Index(['age', 'gender', 'occupation', 'zip_code'], dtype='object')

### Step D8. How is the dataset indexed?

A Pandas dataframe always has an Index. If you do not specify a specific one, Pandas will automatically create one which is going to be the row number.

In [None]:
#-- "the index" (aka "the labels")

### Step D9. What is the data type of each column?

As before, using the **.dtypes** attribute of your **users** dataframe, you can have a list of all your columns and their data type.

In [None]:
#-- enter your code here
print(users.dtypes)

### Step D10. Print only the occupation column

In [None]:
#-- enter your code here

### Step D11. How many different occupations there are in this dataset?

In [None]:
#-- enter your code here

### Step D12. What is the most frequent occupation?

In [None]:
#-- enter your code here

### Step D13. Summarise the DataFrame.

Remember, you can summarise the values of a DataFrame using the **.describe()** method. Do so now...

In [None]:
#-- enter your code here

### Step D14. Summarise all the columns

However, the **.describe()** method only considers numeric columns by default. If you want to include the columns with another data type, you can pass the argument **include = "all"** to the method.

In [None]:
#-- enter your code here

### Step D15. Summarise only the occupation column

In [None]:
#-- enter your code here

### Step D16. What is the mean age of users? and the median?

In [None]:
#-- enter your code here, rounding to the nearest whole number...
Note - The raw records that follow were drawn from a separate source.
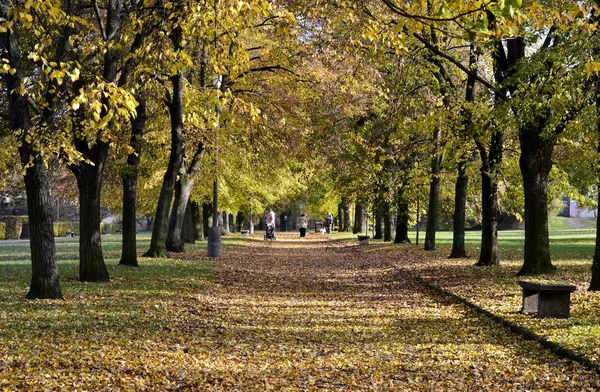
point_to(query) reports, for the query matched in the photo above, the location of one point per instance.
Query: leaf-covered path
(289, 315)
(318, 315)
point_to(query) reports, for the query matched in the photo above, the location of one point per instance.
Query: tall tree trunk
(188, 233)
(387, 222)
(434, 193)
(44, 271)
(462, 181)
(45, 282)
(378, 220)
(206, 208)
(231, 223)
(489, 213)
(197, 221)
(89, 181)
(240, 219)
(282, 222)
(402, 219)
(460, 203)
(359, 218)
(340, 217)
(346, 221)
(595, 282)
(535, 163)
(159, 231)
(183, 189)
(225, 221)
(130, 178)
### Step D17. What is the age with least occurrence?

Try to use the "value counts()" and "tail()" methods to solve this problem...

In [None]:
#-- enter your code here

### Step D18. What are the main occupations of users under 20 years old?
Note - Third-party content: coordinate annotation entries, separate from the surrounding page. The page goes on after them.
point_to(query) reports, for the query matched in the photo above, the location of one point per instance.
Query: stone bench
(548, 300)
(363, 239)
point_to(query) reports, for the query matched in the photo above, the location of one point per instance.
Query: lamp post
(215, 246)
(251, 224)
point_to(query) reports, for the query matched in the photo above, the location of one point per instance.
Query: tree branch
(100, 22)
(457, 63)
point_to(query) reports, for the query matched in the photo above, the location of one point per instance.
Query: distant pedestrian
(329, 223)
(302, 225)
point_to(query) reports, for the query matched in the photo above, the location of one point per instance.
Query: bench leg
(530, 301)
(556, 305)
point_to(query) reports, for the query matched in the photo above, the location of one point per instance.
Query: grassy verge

Use value_counts() again, but this time filter your data for users who are under the age of twenty. There are many ways to do this but a clever bit of pandas indexing is probably the neatest.

In [None]:
#-- enter your code here

Congratulations, you are well on your way to being proficient in using Pandas for your business analytics problems (as we will all year in fact). And don't fret if you forget the syntax - this is normal. The skill is being able to look it up again quickly!